How Can Conservatives Oppose Immigration When Many Early Texas Settlers Were Illegal Immigrants?
In the 1800s, Whites in the slave owning states received an appeal by Sam Houston to come to Texas to gain wealth very swiftly by planting cotton and acquiring slaves. Members of the lower classes, poor Whites, flooded into Mexico (Texas) in hope of escaping poverty. They did this at the expense of other human beings. All who came had to volunteer to fight Native People and were promised 640 acres of free land. David Crockett thought this was as a way to join the upper class of lazy gentlemen slave owners and to escape debt in Tennessee
Slave Smuggling and the Mexican Constitution of 1824
Texas settlers during this period were smuggling slaves into Texas, even after the Mexican Congress of 1824 passed legislation that effectively ended the slave trade-but not really! The 1824 Mexican Constitution allowed each area to decide on slavery and this explains why the White immigrants supported this constitution. Texas settlers would have none of this for they came to Texas with a scheme, set up by Andrew Jackson and Sam Houston, to rip Texas away from Mexico.
Stephen F. Austin and Mexico’s Early Anti-Slavery Laws
Even before the legislation of 1824, the leaders of Mexico’s new republic, after having defeated Spain in 1821, passed colonization laws aimed at White pro-slavery immigrants, many of whom were illegal immigrants, which forbade the treatment of enslaved people as property. Of course, Stephen F. Austin, and his band of pro-slavery colonists ignored the law. Slave smuggling was carried out by many of the Alamo defenders including the arch-racist Jim Bowie. Bowie’s relatives were New Orleans slave auction owners.
Related: The “Fake Brave Men” They Call Texas ‘Hero’s’
When Stephen F. Austin brought American settlers to Mexico in 1822, Mexican law stated that there could be “Neither sale nor purchase of slaves who are brought to the empire; their children born in the empire shall be free at the age of fourteen.” Mexico eventually outlawed slavery but made concessions for Texas pro-slavery settlers in its desire to populate the northern province and fight the Comanche and other Native tribes. It put these immigrants on notice that slavery was to be a temporary institution. They would ignore this and decide on war to make Texas into a slave empire.
Mexico’s Efforts to Restrict Slavery in Texas
In regards to the American slaveholders immigrating to Mexican Texas, Article 21 of the Law of October 14, 1823 stated “foreigners who bring slaves with them, shall obey the laws established upon the matter, or which shall hereafter be established.” Article 21 reminded the Texans that the laws could change and they would be expected to obey them. This would prove to be a sore point for the pro-slavery Whites who were seeking wealth by bringing in enslaved people.

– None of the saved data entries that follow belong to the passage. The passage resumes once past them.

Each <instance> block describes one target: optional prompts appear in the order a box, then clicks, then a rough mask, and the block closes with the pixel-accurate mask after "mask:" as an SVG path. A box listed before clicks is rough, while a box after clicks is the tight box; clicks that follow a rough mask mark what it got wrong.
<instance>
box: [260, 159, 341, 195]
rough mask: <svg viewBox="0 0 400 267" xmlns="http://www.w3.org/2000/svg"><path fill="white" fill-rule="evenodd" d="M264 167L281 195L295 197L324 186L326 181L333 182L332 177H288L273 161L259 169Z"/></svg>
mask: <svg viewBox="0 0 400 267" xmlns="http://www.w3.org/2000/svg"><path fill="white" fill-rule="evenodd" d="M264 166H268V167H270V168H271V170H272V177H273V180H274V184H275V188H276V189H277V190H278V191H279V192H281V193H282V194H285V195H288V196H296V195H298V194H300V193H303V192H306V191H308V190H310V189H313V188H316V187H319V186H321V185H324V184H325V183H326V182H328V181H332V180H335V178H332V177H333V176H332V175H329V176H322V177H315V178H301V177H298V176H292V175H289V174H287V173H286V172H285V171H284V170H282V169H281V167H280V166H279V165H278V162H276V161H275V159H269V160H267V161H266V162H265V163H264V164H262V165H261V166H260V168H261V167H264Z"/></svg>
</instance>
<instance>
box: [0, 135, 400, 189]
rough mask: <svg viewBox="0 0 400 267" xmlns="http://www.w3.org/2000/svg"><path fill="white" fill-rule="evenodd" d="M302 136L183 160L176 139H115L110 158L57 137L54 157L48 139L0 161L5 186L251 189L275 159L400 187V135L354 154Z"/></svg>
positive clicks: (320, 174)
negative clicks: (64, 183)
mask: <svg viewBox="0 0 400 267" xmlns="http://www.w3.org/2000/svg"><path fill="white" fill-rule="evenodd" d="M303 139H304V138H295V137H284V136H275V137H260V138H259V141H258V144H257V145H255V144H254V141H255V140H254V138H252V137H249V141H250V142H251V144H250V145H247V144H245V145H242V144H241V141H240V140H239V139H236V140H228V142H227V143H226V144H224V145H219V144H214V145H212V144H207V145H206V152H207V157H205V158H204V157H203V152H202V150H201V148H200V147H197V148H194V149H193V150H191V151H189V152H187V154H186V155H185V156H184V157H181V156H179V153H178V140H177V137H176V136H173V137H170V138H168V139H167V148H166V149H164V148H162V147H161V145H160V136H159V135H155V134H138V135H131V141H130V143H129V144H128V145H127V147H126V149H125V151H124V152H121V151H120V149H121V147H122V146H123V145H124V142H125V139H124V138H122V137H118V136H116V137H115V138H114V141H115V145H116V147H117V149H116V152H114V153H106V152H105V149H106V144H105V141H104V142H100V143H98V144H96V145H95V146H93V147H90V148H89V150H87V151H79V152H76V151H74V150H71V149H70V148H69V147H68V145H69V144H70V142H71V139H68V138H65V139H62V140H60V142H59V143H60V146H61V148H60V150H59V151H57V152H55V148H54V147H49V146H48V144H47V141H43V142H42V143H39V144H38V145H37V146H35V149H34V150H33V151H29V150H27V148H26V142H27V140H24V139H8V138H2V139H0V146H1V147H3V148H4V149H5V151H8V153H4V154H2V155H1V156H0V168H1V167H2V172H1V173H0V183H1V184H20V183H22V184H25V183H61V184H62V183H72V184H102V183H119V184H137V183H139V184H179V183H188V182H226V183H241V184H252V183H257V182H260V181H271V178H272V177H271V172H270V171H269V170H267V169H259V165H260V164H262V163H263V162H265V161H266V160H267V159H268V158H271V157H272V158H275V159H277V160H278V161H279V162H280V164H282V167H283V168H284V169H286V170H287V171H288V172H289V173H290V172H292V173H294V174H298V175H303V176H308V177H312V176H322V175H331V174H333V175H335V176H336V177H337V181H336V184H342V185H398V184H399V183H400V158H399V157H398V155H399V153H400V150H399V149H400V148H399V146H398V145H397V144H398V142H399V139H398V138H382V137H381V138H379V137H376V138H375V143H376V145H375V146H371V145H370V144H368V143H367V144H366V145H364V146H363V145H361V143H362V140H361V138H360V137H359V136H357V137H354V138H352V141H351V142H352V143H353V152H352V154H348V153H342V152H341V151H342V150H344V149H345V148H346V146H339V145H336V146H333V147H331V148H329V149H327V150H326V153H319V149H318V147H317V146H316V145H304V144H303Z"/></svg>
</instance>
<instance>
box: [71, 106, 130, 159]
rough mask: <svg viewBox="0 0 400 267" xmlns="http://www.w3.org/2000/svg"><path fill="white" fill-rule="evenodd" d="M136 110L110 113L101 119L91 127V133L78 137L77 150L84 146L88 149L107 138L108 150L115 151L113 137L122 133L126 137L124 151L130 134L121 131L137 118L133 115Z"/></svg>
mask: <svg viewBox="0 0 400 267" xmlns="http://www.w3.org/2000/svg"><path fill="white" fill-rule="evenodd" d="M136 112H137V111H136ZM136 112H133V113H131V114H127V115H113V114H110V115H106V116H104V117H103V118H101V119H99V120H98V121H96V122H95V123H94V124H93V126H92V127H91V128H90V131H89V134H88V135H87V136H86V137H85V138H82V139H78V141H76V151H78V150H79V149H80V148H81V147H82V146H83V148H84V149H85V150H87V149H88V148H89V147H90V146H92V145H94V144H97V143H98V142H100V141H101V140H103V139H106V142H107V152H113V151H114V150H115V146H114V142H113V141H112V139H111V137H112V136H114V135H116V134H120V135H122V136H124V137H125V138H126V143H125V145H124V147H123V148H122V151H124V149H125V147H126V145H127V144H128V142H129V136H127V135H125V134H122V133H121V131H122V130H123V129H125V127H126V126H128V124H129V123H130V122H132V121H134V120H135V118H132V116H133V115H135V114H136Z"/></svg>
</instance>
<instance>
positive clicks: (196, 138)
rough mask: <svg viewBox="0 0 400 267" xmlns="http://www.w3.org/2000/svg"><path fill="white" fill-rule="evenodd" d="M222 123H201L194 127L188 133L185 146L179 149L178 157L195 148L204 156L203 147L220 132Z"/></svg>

Historical Myths and the Origins of Texas
It is crucial, that an analysis of why White settlers came to Texas in the first place is necessary. By ignoring these facts racist myth was built into the origin of Texas and eventually the wars with Mexico. Myth was used as invented reality and as a racist prop for fiction. Racial myth must be confronted and exposed from the historical record in order to end white supremacist fiction.
Systematic deception is at the crux of much of the existing educational literature concerning White immigration into Mexican-Texas. It still manages to find acceptance in tours at the Alamo as visitors are bombarded with one lie after another. There is a host of pre-meditated calculations assembled to create a false history designed to bury the truth, and elevate a load of invented Eurocentric interpretations that holds no credibility. How can conservatives be angry with immigrants when they themselves were often illegals on other people’s land?